Among them: globalization, technology advances, fluctuations in productivity, the rise of “knowledge” workers and the decline of manufacturing, the shift away from savings and ballooning consumer debt.

And there are demographics.

The huge Baby Boomer bulge has distorted many measures, including inequality, argued William W. Beach, director of the conservative Heritage Foundation’s Center for Data Analysis. “Now they are about to go in reverse. They will begin to fall in incomes as they retire.”

Moreover, the inequality data does not yet fully reflect the effects of the 2008-09 recession because it doesn’t show how much income rich people lost, Beach said.

“If you could see the Gini Index now, I would predict that it would show inequality significantly reduced,” Beach said.

And not only conservatives say it’s wrong to blame inequality for weak growth.

For example, Jared Bernstein, a senior fellow at the liberal Center on Budget and Policy Priorities, said rising inequality doesn’t always match with weak growth.

“Compare the 1990s where inequality was increasing pretty steeply, but there was pretty strong growth,” he said. “You can have growing inequality and still have growing middle-class income.”

Moreover, don’t underestimate the spending muscle of the wealthy, he said. “These folks have pretty healthy consumption appetites.”

Former Clinton administration economist Robert J. Shapiro, now chairman of Sonecon, an economic advisory firm, argued that the clear problem in consumer spending was the burst of the real estate bubble.

“Think of what happened to housing values,” he said. “People have gotten poorer — that is what has happened to consumption.”

But some economists say that inequality helped drive the economy into the financial crisis in the first place.

When people at the top of the income ladder are making more, they look for new ways to reap returns on their money, said Robert Frank, author of “The Darwin Economy” and a Cornell University economist. “In response to their demands, the financial industry creates new instruments for extending credit to the middle class.”

A debt bubble can grow for a long time before it bursts.

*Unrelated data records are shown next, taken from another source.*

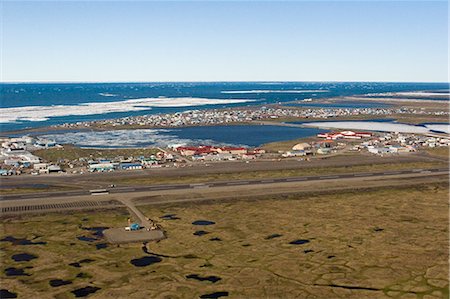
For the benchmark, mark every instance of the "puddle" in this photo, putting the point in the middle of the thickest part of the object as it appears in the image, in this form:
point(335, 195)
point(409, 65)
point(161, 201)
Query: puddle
point(214, 295)
point(101, 245)
point(4, 293)
point(299, 242)
point(211, 278)
point(23, 257)
point(170, 217)
point(86, 291)
point(86, 261)
point(200, 233)
point(145, 261)
point(86, 239)
point(78, 264)
point(273, 236)
point(58, 282)
point(98, 230)
point(16, 271)
point(190, 256)
point(203, 222)
point(16, 241)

And while it expands, it reshapes the economy — even though some changes are nearly invisible. After all, consumers who borrow can keep spending.

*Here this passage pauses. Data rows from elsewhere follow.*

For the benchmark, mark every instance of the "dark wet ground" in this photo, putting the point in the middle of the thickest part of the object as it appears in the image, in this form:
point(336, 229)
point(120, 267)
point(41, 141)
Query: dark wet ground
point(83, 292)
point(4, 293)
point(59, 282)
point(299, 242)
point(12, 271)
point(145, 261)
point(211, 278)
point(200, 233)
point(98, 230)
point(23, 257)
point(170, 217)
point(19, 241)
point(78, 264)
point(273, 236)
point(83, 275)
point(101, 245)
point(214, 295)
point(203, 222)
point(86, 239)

But those changes may help explain weak and erratic growth, said economist Steven Fazzari of Washington University.

Before the early 1970s, productivity and wages rose together — the more the economy produced, the more efficient it was, the better paid were ordinary working people. But bit by bit, wages fell behind, Fazzari said.

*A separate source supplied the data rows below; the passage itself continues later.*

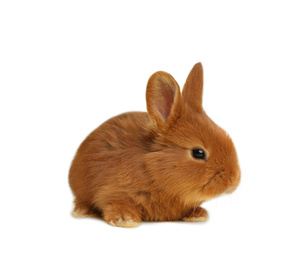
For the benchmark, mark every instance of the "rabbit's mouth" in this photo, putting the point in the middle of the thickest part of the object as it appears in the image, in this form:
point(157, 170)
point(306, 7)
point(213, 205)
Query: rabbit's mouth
point(214, 176)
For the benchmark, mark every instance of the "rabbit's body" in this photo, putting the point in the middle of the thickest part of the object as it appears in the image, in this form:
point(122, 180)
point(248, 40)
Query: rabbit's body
point(140, 166)
point(134, 190)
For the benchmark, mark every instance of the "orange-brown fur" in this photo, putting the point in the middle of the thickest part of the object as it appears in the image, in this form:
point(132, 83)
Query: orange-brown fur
point(138, 166)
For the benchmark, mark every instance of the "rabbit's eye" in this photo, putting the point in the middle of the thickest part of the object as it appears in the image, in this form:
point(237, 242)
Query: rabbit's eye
point(199, 154)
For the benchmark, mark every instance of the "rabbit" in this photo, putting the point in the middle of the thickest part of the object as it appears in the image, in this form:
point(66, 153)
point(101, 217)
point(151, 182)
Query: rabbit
point(155, 166)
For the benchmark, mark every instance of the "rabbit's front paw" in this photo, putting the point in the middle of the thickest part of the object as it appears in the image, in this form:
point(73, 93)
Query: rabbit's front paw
point(196, 215)
point(126, 222)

“People were not earning enough to buy what they produced,” he said. “When that happens, we have to find a way to patch the hole. And there are a bunch of ways. I think that the big thing is that the middle class started borrowing so their spending could keep growing. ... It became a kind of ticking time bomb.”

Eventually, the bomb exploded.

Economists used to think that efforts to make incomes more equal had to make the economy less efficient. But now, they are not so sure.

A study by two economists with the International Monetary Fund compared data from 15 nations from 1950 to 2006 and found that when inequality rose, it undermined growth.

“A rising tide lifts all boats and our analysis indicates that helping raise the smallest boats may help keep the tide rising for all craft, big and small,” wrote Andrew Berg and Jonathan D. Ostry. “Reduced inequality and sustained growth may be two sides of the same coin.”

Still, most countries in the study were less developed than the United States. And by itself inequality may not hamstring growth — even if it’s growing.

Perhaps inequality matters less once the economy is chugging along. It may be that after recession, when a turnaround depends on consumer spending, a lack of middle-class buying power is most sorely missed.

Which is why inequality might matter now.

Massive government spending seems blocked by both politics and deficit worries. The global economy is worrisome. And with consumers still trying to pay off debts, more borrowing is not a good idea, said economist Fazzari of Washington University.

What the economy needs, it is not likely to get, he said. “Wage growth would be best.”